This is a very, very well made refractor particularly suited for solar observing and imaging. The objective was designed by the late Thomas Back and defined to be an “enhanced achromat”. It uses Ohara S-PMH53 and S-LAH51 glasses for optimum color correction. The scope was initially sold under the brand Burgess Optical and later by the German firm Astro-Professional, with minor differences in the OTA. My one belongs to this latter production and I purchased it from an English amateur because as far as I know the Planet Hunter never circulated in Italy.
The scope has a nominal diameter of 80 mm and an effective aperture of 77 mm with 900 mm focal length (f/11.7). The tube is white, well finished, provided of a Taiwanese-made Crayford focuser with 1:10 reduction which is very useful for focusing at high powers and during high resolution imaging.

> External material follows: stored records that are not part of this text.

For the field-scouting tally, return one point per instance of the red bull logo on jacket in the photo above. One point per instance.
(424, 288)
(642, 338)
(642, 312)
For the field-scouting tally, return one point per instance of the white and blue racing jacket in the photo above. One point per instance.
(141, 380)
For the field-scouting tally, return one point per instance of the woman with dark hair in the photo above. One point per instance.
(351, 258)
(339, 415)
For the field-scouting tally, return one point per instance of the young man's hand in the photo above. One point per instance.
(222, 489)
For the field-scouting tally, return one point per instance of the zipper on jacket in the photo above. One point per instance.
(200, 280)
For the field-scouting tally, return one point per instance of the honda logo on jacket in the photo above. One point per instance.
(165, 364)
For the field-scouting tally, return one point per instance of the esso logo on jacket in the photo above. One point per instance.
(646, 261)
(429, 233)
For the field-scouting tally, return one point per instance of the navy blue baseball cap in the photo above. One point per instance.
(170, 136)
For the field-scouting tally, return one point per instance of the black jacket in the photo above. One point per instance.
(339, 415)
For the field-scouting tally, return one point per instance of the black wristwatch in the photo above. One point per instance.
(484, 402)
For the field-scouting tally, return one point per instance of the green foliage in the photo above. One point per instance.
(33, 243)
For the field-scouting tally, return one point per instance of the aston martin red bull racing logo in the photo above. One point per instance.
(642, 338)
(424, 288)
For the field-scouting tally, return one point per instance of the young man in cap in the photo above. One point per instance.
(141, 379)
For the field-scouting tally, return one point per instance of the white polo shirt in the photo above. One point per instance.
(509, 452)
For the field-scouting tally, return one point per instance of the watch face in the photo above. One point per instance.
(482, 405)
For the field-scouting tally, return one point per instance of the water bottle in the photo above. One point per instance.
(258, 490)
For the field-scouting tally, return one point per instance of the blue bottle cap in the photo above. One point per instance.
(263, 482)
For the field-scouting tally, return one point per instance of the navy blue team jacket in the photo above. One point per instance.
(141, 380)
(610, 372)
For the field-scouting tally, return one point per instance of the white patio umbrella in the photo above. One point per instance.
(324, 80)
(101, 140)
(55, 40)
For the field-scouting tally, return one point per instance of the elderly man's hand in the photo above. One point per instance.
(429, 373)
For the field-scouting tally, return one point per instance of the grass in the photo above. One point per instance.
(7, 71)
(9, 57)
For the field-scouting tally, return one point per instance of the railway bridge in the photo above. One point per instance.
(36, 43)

Compared side-by-side with a TS 80 mm f/7 refractor (FPL-51 doublet) the Planet Hunter showed better diffraction images and, particularly, much less color; actually the PH can be defined more as a semi-apochromatic refractor than an achromat.
The most striking difference between the two can be seen in the near UV that is in calcium imaging, K and H lines. This is the chromosphere in the calcium line as it appears on the screen during imaging with the TS 80ED:
quite blurred indeed, while below is about the same region in the Planet Hunter after processing
which shows reverse granulation and plage network in good detail, of course within the limits of a 80 mm aperture.
The scope is therefore really well corrected from spherical aberration at short wavelengths. Images in the H alpha are also good but not significantly better than in my 150 mm achromat reduced to 104 mm (f/7.2).